Unique Login

Anon

I've noticed that solutions for PHP-MySQL authentication allows for multiple logins using the same username-password pair (at least those which I have encountered). I would like to know if there is a way to limit the login of a specific username to single instance, and if there is, how to implement it using PHP3.

Anon

check it against the database

Alain wrote:

Anon

You could try keeping session data in a database, and deleting it regularly if not updated (eg every 10 minutes). Otherwise, someone close their browser without logging out, leaving session data in the database - this means they won't be able to log back in again till the database is cleared.

This would be easy to do with timestamps in each field... Then each time there is activity on the page (or cronjob, whatever) just delete all records > 10 minutes old. Whenever someone moves to a new page within the authenticated site, update their database fields to a new timestamp, keeping them from being deleted.

I know what I mean, just am not writing it very clearly g Just post for a longer description (sorry, need more sleep/caffeinee/both grins)

Ross
ross@activestudios.net
www.activestudios.net

Anon

I think the first two replies misunderstood.

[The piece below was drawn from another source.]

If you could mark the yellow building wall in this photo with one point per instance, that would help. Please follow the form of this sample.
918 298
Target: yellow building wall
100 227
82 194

What you could do is add a field to the user database called, I dunno... logged_in. WHen a user logs in, check the logged_in field, too. If the field is set to one, disallow further logins for that name. If the field is set to 0, log them in and set logged_in to 1.

Anon

Brett's idea is the one i am using. e.g. i have user table, and if user logs in the is_lgged field goes to 'Y'. and when user is logging in i check if the field is 'N'. if it is then it allows login, if its 'Y', it will not allow.

But, the problem is, what if user closes the browser accidentally? then its a deadlock, user waiting for the db to clear its acces, and db waiting for user to logout 🙂.

for this you can have time limit. give it e.g. 4 hour session to every user, so after 4 hours db will automatically change teh 'Y' to 'N'.

regards,
Daarius...

Anon

Thanks. This is exactly the same thing which I thought of at first - a session flag, with a session id and log time. However, my major concern is that this approach can bring about complications which might prove annoying as this can cause legitimate users to be locked out of the system (even with a cronjob).

On a 10 minute flag-reset cronjob scheme, say a user has logged in and only after a few seconds gets disconnected. He'd probably still need to wait some 9 minutes or so to log in again.

Or when a logged in user logs in an does not finish with a page within the set 10 minutes (perhaps he's reading a long document or finishing a long form). The flag resets and someone would be able to get in. He would then be unable to read on (or submit that form which took him more than 10 minutes to finish).

Anon

Anyone found a good solution for this Unique Login ?

attd Alain: Any idea on this as you were the one request for solution. So i think you might have something worked out right now.